After all, between our hectic schedules, noisy neighbours and constantly pinging phones, it can be hard to drift off at the end of the day, let alone snag the seven to nine hours of sleep that experts recommend we get every night.

And while we stand by the soothing powers of hacks including pink noise, a bedtime podcast and even a glass of tart cherry juice, we’re always happy to add another sleep shortcut to our repertoire.

So we’re intrigued by the latest recommendation for a good night of sleep which, conversely, points towards eating a very specific type of breakfast in order to guarantee a restful night.

Namely, it states we should be eating precisely eight almonds and two dates within half an hour of waking to maximise our chances of getting the perfect night of sleep.

The recommendation was made by Dr Nerina Ramlakhan, a sleep therapist and author of Tired But Wired: How to Overcome Your Sleep Problems.

According to Dr Ramlakhan, the assortment of fruit and nuts can help the body produce melatonin, a hormone needed for a good night of sleep. It also provides the perfect mix of protein, fat and carbohydrate to kickstart the body’s metabolism and stabilise blood sugar first thing in the morning.
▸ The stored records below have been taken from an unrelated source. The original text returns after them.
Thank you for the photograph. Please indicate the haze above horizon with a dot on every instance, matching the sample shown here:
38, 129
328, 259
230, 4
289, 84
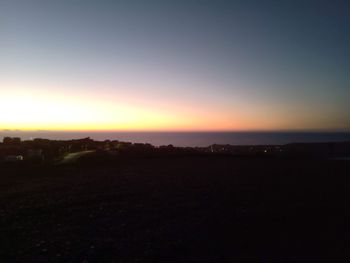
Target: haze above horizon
174, 65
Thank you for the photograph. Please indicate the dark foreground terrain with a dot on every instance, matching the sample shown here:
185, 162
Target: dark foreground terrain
177, 209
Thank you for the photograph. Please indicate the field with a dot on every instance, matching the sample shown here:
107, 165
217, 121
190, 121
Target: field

“Believe it or not, eating breakfast can help you sleep,” Dr Ramlakhan told The Telegraph.

“It’s as simple as this, if you don’t breakfast, your body believes it is living in famine and produces stress hormones that are not conducive to restful sleep.

But by eating breakfast, you’re letting your body know there is enough food and you are living in safety, which in turn switches on your sleep, energy systems.”

Insomnia and sleep issues affect as many as one in three people in the UK, with experts warning of a “sleep deprivation epidemic” in the Western world.

However, not everyone requires the recommended seven to nine hours of sleep every night, with genes, age and lifestyle factors all affecting how much kip we really need to function at our best.

But if you’re having issues nodding off or staying asleep, there are numerous resources that can help, including the Sleep Council’s guide to creating the perfect sleep environment and these tips from the NHS.